[the_ad_group id="17629"]

Non attori professionisti, ma lavoratori, tecnici e persone che ogni giorno entrano nei cantieri e nei luoghi di lavoro. Questa sera al Teatro alle Vigne la sicurezza sul lavoro esce dalle aule e sale sul palco con “A che ora torni?”, spettacolo teatrale promosso da Esem-Cpt in occasione del Workers Memorial Day.

Il titolo è semplice, quotidiano. Una domanda che milioni di persone si sentono rivolgere ogni mattina uscendo di casa. Ma nello spettacolo quella frase assume un altro significato: cosa succede quando quella domanda resta senza risposta?

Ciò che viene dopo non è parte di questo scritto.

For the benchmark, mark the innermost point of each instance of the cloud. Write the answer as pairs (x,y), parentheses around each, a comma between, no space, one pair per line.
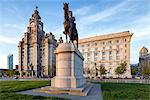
(8,40)
(104,14)
(82,11)
(3,60)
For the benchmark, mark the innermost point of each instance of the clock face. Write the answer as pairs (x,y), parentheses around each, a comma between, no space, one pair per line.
(40,26)
(32,24)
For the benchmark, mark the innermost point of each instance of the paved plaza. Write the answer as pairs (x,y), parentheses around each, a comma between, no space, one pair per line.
(94,94)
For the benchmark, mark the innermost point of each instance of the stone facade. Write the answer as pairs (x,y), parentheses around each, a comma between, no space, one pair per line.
(144,60)
(107,50)
(10,61)
(36,50)
(69,67)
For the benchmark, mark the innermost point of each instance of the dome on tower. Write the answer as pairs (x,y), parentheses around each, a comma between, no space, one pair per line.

«Il tempo si ferma. Un casco resta a terra. Un telefono squilla a vuoto». È uno dei passaggi centrali del testo che accompagna la rappresentazione, costruita attorno alle storie e alle testimonianze di chi vive il mondo del lavoro da vicino. Non una recita tradizionale, ma un racconto diretto che prova a trasformare dati e statistiche in emozioni e consapevolezza.

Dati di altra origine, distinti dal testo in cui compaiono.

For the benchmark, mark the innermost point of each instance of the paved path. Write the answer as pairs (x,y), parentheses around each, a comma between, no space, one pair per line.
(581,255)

Sul palco saliranno persone vere. Non professionisti del teatro, ma lavoratori e tecnici che hanno scelto di mettersi in gioco per affrontare un tema che continua a segnare il Paese. «Ogni volta che un lavoratore non torna a casa non è solo una tragedia personale: è una sconfitta per tutti», si legge nella presentazione dell’iniziativa.

Durante l’incontro di presentazione in Comune sono stati ricordati anche i numeri degli incidenti sul lavoro. «Sono 1093 i morti sul lavoro nel 2025 in Italia, tre in più rispetto al 2024 – ha sottolineato Silvana Cesani, consigliera comunale e coordinatrice dell’Organismo di Partecipazione Tutela della Salute –. Quasi due morti al giorno: una tragedia che rischia di diventare strutturale».

Il progetto, nato dalla collaborazione tra Esem-Cpt, Ats Città Metropolitana, sindacati e realtà territoriali, punta proprio a costruire una cultura della prevenzione diversa da quella tradizionale. «La sicurezza non è fatta solo di norme e formazione tecnica, ma anche di emozioni», ha spiegato il presidente di Esem-Cpt Luca Cazzaniga. Lo spettacolo, arrivato alla settima replica, ha già coinvolto oltre 1.300 persone.

Anche il sindaco di Lodi Andrea Furegato ha richiamato la necessità di rafforzare controlli e prevenzione nei cantieri e nei luoghi di lavoro, mentre sindacati e associazioni di categoria hanno ribadito il valore della formazione e della consapevolezza.

La serata, gratuita con prenotazione obbligatoria, inizierà alle 21. Un evento che prova a raccontare la sicurezza sul lavoro non attraverso manuali e regolamenti, ma attraverso le storie, le paure e le assenze lasciate da chi non è più tornato a casa

[the_ad_group id="17623"]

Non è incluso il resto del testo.